Ed Smith

The prophetic fallacy

issue 13 October 2012

This book isn’t just about prediction, or even the limits of knowledge. It is about the ascent of man. According to Nate Silver, the American electoral analyst, the digital age and its explosion of knowledge constitute a great turning point in human history. Never before have we had so much evidence on which to base our predictions of the future. Yes, there have been setbacks along the way, but we should feel optimistic about the direction of travel.

Yet there is a paradox about the evolution of prediction. Innovations in technology and information make it possible to analyse data far more quickly and extensively.  The availability of so much raw data, however, means that much of the analysis is woeful. There are many more bullets; but also many more inept marksmen. T. S. Eliot’s question has never been more apt: ‘Where is the wisdom we have lost in knowledge? Where is the knowledge we have lost in information?’

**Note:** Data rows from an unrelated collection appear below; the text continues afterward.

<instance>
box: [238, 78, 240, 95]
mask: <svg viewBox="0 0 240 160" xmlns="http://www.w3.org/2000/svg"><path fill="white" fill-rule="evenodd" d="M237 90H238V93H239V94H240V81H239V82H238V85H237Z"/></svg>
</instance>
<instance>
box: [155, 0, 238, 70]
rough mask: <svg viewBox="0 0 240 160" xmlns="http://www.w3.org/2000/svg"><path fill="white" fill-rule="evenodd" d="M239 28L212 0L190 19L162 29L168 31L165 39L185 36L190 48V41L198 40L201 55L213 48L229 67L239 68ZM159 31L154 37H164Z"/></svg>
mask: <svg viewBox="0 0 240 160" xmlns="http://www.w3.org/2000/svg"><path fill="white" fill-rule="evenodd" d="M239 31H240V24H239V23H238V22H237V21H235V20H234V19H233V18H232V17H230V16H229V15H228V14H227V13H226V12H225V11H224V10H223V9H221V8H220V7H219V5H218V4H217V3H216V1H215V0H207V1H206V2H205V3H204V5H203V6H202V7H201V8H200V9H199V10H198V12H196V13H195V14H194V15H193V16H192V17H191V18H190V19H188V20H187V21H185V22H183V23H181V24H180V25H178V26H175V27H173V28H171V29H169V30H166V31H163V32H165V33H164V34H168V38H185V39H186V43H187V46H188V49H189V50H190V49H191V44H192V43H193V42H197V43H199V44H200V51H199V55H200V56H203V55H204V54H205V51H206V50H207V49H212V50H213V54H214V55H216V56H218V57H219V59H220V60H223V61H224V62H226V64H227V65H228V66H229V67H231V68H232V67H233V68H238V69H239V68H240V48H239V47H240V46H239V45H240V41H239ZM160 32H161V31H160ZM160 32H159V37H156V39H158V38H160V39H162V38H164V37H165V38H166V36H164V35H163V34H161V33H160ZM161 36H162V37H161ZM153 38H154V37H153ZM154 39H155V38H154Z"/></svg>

The Signal and the Noise acknowledges this, but Silver remains an optimist, hoping to build on the tradition of Enlightenment self-confidence. A similar case for optimism was memorably expressed 15 years ago by Peter L. Bernstein, whose Against the Gods argued that modern finance constituted the front line of the great march of knowledge over uncertainty. The revolutionary idea that defines the boundary between modern time and the past is the mastery of risk, argued Bernstein. ‘Until human beings discovered a way across that boundary, the future was the murky domain of oracles and soothsayers who held a monopoly over knowledge of future events.’ Unlike Bernstein, Silver has to temper his optimism to account for a massive financial crisis — which the combined predictions of regulators, ratings agencies and experts failed to spot.

This book ranges confidently across sport, politics, weather and gambling.